Eine Maschinenfabrik, die den Auftrag zur Ausbesserung eines Schiffsmotors annimmt, hat die vertragliche Pflicht, dem Schiff ihren Schiffsanlegeplatz in einem ordnungsgemäßen Zustand zur Verfügung zu stellen. Befindet sich ihre Kaianlage im Umbau, so hat sie im Rahmen des Möglichen und Zumutbaren provisorische Maßnahmen zur Vermeidung von Schäden an den anlegenden Schiffen zu treffen.

 

Urteil des Bundesgerichtshofes

vom 18. Oktober 1962

(Landgericht Kiel/Oberlandesgericht Schleswig)

II Z2 3/61


Zum Tatbestand:

Das bei der Klägerin versicherte Motorschiff „H", das wegen Überholung eines Motors an der Kaianlage der Beklagten lag, wurde nachts durch böigen Sturm gegen die sich gerade im Umbau befindliche Kaianlage geschlagen und beschädigt.

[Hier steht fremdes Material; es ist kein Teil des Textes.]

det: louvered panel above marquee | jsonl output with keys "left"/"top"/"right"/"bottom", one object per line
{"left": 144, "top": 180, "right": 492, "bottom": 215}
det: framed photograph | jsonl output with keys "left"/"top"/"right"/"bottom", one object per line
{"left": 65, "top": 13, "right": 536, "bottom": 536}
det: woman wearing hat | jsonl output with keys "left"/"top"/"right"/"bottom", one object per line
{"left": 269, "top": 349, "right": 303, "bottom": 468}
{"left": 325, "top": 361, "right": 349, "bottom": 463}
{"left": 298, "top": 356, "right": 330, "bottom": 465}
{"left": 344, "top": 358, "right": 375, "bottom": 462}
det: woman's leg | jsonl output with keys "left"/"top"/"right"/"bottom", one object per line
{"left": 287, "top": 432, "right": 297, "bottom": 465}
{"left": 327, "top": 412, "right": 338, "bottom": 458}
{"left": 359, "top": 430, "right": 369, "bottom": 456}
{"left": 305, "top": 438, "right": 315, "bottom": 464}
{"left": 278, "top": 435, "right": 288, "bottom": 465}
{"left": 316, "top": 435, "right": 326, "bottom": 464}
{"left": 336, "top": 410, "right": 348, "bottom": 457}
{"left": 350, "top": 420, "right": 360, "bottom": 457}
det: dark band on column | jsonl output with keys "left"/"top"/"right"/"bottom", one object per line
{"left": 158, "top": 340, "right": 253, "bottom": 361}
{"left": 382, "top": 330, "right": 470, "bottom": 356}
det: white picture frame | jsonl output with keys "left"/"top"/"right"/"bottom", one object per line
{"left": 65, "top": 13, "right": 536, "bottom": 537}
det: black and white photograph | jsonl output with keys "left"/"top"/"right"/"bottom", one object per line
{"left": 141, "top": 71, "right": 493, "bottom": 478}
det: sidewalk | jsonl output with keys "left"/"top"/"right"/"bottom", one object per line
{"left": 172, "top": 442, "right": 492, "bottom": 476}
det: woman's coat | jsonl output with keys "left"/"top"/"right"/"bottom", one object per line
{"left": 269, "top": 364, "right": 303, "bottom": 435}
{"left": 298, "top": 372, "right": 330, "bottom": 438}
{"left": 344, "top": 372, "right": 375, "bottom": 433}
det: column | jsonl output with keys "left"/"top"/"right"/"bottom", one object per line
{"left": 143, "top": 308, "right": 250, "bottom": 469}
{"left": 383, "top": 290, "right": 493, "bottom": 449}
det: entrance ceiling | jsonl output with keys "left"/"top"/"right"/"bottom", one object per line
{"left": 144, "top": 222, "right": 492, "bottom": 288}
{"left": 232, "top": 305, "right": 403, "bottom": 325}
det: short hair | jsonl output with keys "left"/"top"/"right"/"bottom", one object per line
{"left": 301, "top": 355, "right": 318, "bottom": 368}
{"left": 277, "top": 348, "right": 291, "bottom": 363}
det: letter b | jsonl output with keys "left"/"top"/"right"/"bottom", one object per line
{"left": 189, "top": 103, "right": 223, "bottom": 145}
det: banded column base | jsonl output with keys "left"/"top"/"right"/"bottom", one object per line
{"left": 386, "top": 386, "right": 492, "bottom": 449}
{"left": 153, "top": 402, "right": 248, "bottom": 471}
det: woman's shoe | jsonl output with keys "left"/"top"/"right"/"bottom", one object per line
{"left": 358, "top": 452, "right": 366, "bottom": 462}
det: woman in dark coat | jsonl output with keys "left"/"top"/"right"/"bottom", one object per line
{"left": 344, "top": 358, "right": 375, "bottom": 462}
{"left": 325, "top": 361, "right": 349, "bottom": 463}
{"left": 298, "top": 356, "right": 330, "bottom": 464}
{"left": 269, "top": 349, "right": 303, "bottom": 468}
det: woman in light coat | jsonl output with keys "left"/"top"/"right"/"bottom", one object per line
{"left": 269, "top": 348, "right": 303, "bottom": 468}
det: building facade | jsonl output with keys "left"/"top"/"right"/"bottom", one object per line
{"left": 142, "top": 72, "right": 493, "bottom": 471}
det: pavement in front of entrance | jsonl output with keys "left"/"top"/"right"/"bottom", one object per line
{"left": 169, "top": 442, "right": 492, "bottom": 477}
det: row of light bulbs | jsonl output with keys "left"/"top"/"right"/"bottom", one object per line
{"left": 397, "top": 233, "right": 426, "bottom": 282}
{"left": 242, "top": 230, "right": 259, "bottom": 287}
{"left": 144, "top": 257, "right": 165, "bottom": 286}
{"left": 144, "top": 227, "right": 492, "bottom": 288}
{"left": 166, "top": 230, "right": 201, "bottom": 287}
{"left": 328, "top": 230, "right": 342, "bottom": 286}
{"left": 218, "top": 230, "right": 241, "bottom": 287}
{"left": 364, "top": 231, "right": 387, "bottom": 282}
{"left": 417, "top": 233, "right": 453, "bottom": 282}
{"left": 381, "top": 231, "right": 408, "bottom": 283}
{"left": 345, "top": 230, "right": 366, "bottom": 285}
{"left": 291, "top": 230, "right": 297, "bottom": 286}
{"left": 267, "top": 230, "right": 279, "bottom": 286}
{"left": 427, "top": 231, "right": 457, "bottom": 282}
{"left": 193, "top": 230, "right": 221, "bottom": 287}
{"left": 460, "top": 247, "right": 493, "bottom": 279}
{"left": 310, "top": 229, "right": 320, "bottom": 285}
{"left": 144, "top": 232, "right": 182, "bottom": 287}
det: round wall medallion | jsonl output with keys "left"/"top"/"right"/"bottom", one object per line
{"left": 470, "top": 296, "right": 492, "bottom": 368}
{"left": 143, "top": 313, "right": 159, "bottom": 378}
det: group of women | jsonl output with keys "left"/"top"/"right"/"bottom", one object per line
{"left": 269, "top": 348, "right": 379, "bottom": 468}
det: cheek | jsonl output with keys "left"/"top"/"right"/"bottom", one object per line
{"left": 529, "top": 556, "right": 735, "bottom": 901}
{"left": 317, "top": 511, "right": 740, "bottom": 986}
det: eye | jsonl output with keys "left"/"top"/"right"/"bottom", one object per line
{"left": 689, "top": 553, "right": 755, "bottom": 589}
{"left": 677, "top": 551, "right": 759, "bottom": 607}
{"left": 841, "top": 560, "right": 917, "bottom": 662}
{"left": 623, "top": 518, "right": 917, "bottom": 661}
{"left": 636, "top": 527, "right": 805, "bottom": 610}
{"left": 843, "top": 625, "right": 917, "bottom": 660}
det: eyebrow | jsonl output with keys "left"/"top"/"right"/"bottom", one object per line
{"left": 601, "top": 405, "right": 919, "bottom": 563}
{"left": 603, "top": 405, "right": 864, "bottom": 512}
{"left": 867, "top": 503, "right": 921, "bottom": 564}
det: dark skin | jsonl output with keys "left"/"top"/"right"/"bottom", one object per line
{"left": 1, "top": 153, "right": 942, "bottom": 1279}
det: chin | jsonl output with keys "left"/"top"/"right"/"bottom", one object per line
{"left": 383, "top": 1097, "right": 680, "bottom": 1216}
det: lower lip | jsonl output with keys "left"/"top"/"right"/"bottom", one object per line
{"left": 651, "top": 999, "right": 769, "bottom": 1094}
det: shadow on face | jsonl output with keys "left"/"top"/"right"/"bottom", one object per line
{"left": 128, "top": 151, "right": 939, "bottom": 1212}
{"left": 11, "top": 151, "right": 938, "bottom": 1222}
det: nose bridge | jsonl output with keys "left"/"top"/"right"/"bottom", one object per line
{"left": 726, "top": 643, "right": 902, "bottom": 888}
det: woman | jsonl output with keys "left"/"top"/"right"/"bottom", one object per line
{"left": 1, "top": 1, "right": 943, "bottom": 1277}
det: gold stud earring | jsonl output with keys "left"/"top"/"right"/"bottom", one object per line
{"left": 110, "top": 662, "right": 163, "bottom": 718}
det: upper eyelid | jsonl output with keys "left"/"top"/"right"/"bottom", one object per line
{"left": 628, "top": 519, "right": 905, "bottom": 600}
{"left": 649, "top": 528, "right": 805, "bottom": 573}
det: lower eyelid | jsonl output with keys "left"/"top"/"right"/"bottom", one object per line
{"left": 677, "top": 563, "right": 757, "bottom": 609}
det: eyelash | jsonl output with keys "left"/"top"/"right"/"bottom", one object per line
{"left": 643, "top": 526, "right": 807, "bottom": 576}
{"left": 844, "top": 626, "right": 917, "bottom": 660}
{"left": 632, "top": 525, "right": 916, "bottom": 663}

Die Klägerin verlangt von der Beklagten Rückerstattung des dem Kapitän und Motorschiffseigner „A" ersetzten Schadens. Sie behauptet, daß sich „A" - ein Dauerkunde der Beklagten - vor dem Anlegen an der neuen Kaianlage fernmündlich bei der Beklagten erkundigt habe, ob er dort sicher liegen könne. Dies sei vom Leiter „B" der Reparaturabteilung bejaht worden, obgleich an der Kaianlage noch die Schiengel, waagerechte Schutzbalken vor der Kaimauer und den senkrechtstehenden Reibepfählen der Anlage, gefehlt hätten. Im übrigen seien nach dem Anlegen des Schiffes noch gewisse Schutzmaßnahmen von „B" zugesichert worden, welche die Beklagte aber nicht durchgeführt habe.
Die Klage blieb in allen 3 Instanzen erfolglos.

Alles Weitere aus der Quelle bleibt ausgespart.